KEY POINTS:
One of our biggest businesses is worried about what will happen to the New Zealand economy if environmentally conscious tourists stop coming here, simply because it is too far.
Air New Zealand has identified a US$900 ($1.1 billion) million increase in annual fuel costs over five years and competition as big challenges. The airline uses 9 million barrels of jet fuel a year, the majority of which is guzzled on long haul flights.
But its biggest challenge is maintaining the attractiveness of New Zealand as a tourism destination.
Three-quarters of the bums on seats on its long haul flights are tourists.
Air New Zealand was first and foremost a tourism business, chief executive Rob Fyfe told Parliament's finance and expenditure select committee yesterday.
He said that research in the United Kingdom showed that 38 per cent of passengers considered their carbon footprint when they fly.

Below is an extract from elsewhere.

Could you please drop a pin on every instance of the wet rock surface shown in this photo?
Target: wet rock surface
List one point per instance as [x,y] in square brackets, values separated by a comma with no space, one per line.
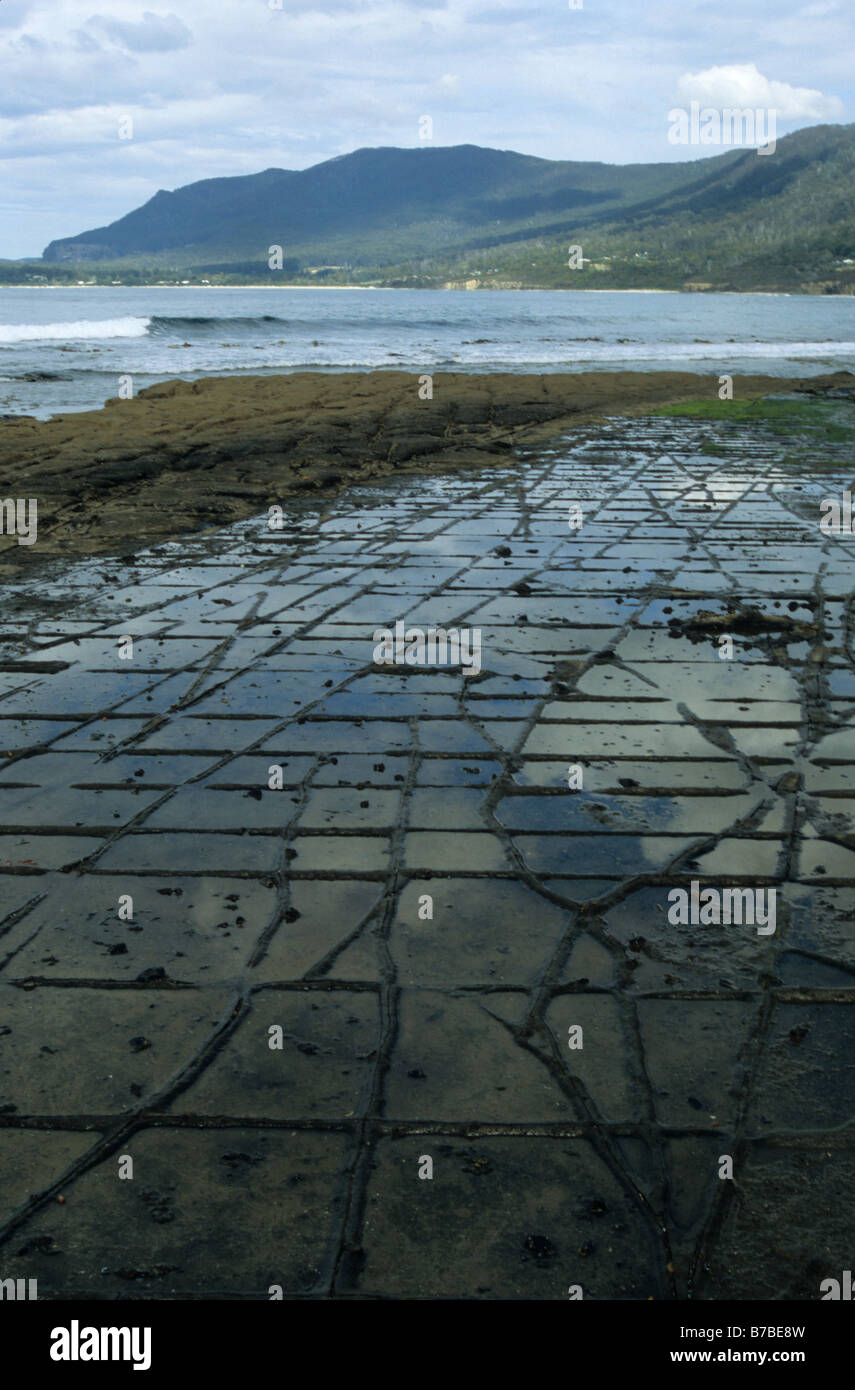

"New Zealand has seen a decline in tourism numbers out of Europe in the last 12 months. There is no direct correlation at this early stage between environmental issues and that decline in inbound tourism.
"But it is something that genuinely concerns us and much of what we can do here in New Zealand in terms of adventure is available in shorter haul destinations," he said.
This is why the airline is upping its green credentials. It is investing heavily in new planes that are more fuel efficient and has announced a scheme that allows customers to offset their carbon footprint by buying credits purchased from a windfarm or donating to environmental trust. Uptake of such schemes has been low globally.
But Air New Zealand is saying that such schemes are important as a tool for allaying tourists' concerns about the distance they travel to holiday.
According to Statistics New Zealand in the year ended February 2008, there was a 1 per cent, or 3800 person, decline in the number of visitors from Europe.
There were also 19,400, or 4 per cent fewer visitors from Asia.
More cruise passengers and Air New Zealand's new direct air service between Vancouver and Auckland contributed to 1800 more visitors arriving from Canada in the month of February compared with February 2007. And more Australians are coming here.
During the February 2008 year, overall there were 2.485 million visitor arrivals, up 52,500, or 2 per cent, from the February 2007 year.
A holiday was the main reason for travel for 1.222 million visitors to New Zealand in the February 2008 year, up 2 per cent, from the previous year. Another 718,600 arrived to visit friends and relatives, up 3 per cent, and 269,400 arrived for business, up 1100 or less than 1 per cent.
"We don't want to be ruled out of consideration as a destination because it is seen as unsustainable to be here at all," Prime Minister Helen Clark said in releasing a new tourism industry strategy document last year.
New Zealand as a country, and tourism as an industry, must go the extra mile to prove its sustainability credentials.
"Being clean and green and 100 per cent pure is priceless positioning and we must keep it," she said.